Have you decided to which journal you will submit the study?
We discussed the possibility of submitting to Nature Biotechnology. The editor seems to be excited about publishing a separate issue that will cover the MAQC project.
What would it take for you to consider next week's meeting a success?
Success would be if we cleared up all the issues. We are still debating how to do the cross-platform comparison based on this probe sequencing. We are not certain how to deal with alternatively spliced variants. That's just from my perspective, which is very subjective.

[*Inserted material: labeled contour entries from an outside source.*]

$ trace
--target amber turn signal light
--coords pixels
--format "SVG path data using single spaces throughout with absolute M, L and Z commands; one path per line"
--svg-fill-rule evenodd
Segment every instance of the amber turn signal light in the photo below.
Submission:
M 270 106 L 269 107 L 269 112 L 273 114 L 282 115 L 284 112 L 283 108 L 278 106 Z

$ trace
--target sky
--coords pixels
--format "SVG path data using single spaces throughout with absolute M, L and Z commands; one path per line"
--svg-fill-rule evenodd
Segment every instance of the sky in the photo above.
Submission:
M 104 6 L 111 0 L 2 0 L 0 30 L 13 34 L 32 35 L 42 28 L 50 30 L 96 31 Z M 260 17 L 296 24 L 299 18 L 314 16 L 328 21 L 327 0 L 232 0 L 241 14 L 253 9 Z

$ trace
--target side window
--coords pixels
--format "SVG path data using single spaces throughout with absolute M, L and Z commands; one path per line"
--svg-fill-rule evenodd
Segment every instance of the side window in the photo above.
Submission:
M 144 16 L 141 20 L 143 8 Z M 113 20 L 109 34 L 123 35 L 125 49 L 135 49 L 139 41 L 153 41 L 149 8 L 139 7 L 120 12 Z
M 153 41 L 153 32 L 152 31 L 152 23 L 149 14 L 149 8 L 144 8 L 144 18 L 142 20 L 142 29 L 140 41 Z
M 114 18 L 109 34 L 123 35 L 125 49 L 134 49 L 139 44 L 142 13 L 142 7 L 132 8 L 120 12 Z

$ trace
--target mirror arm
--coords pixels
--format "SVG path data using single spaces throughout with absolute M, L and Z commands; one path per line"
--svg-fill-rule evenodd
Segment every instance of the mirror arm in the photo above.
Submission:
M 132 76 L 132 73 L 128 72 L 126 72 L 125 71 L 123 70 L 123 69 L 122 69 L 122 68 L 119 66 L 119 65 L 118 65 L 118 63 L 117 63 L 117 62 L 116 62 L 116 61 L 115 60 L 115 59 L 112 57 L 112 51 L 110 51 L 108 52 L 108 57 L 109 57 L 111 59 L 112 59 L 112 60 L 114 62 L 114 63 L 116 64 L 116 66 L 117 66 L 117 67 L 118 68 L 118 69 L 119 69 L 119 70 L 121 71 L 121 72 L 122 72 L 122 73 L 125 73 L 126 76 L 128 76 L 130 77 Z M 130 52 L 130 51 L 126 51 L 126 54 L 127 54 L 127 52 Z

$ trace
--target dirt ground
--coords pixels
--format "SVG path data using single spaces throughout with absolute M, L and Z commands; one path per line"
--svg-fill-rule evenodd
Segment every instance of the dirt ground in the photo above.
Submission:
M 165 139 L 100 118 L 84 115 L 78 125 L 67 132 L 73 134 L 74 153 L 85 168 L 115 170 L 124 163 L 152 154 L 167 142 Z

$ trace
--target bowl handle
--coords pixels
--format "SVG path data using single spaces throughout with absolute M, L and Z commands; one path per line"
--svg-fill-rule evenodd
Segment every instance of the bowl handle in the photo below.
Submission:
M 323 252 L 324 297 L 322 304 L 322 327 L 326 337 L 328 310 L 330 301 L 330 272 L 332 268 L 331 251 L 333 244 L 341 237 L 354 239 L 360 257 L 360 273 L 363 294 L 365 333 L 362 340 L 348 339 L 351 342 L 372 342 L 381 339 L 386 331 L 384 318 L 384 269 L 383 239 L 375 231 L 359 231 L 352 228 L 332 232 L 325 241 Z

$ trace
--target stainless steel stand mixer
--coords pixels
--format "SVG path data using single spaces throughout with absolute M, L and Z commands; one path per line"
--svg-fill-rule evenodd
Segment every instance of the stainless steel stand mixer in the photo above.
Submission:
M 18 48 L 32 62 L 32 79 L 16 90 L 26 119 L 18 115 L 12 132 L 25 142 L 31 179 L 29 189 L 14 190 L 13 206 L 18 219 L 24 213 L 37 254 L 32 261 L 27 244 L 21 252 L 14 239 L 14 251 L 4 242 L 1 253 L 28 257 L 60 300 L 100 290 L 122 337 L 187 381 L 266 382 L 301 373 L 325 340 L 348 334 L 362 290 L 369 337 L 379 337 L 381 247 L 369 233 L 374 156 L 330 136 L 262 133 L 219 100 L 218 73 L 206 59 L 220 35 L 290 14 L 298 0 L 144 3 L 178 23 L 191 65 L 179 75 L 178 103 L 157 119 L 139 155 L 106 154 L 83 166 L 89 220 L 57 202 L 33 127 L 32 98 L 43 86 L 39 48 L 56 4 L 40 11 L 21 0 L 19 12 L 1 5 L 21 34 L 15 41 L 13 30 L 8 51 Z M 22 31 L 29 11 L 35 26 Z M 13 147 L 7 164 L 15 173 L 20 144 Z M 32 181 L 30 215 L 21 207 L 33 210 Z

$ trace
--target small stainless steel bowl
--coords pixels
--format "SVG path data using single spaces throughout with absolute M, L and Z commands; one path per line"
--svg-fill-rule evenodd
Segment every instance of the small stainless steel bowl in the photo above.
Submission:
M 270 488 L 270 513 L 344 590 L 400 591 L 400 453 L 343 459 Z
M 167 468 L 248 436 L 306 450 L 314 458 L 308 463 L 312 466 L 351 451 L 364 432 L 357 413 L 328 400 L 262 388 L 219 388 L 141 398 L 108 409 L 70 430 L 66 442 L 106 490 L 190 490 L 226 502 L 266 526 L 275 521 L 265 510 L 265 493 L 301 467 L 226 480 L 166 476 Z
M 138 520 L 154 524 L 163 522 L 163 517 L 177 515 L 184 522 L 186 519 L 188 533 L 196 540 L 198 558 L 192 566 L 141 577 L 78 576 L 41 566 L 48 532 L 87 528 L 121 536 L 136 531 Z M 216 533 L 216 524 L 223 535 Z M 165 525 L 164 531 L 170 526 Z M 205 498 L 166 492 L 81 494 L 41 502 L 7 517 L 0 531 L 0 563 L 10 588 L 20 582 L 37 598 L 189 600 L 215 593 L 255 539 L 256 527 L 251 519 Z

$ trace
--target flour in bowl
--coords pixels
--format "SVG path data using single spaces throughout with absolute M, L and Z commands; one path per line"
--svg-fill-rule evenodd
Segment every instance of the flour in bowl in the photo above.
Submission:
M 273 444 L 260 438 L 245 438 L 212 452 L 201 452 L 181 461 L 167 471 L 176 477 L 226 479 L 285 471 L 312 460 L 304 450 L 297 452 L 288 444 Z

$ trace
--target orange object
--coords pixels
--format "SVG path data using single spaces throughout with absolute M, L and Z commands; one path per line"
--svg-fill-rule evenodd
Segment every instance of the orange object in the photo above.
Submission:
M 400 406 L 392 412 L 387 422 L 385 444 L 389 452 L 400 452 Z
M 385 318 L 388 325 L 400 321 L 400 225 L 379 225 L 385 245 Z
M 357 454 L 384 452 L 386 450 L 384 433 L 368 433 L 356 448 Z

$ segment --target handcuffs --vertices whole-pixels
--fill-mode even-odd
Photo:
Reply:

I think if we iron out all the ambiguities that we have with probe-based mapping and platform concordance that we are trying to see and what we are expecting to see [then it will be a success].
Different manufacturers have different agendas in probe design. If we don't take that into consideration we are going to interpret results in the wrong way. I wish I could get more information from the manufacturers about their probe design strategies. I understand it is a business decision, but I believe having open access to probe sequences and [making them] subject to scientific scrutiny can only propel microarray technology forward. I also believe that the MAQC project is an ideal ground for experimental validation of various probe design philosophies.
Some manufacturers do a nice job with publishing the white papers and making them available to the public, but there are a lot of holes that need to be plugged in order to consider these white papers as probe design recipes.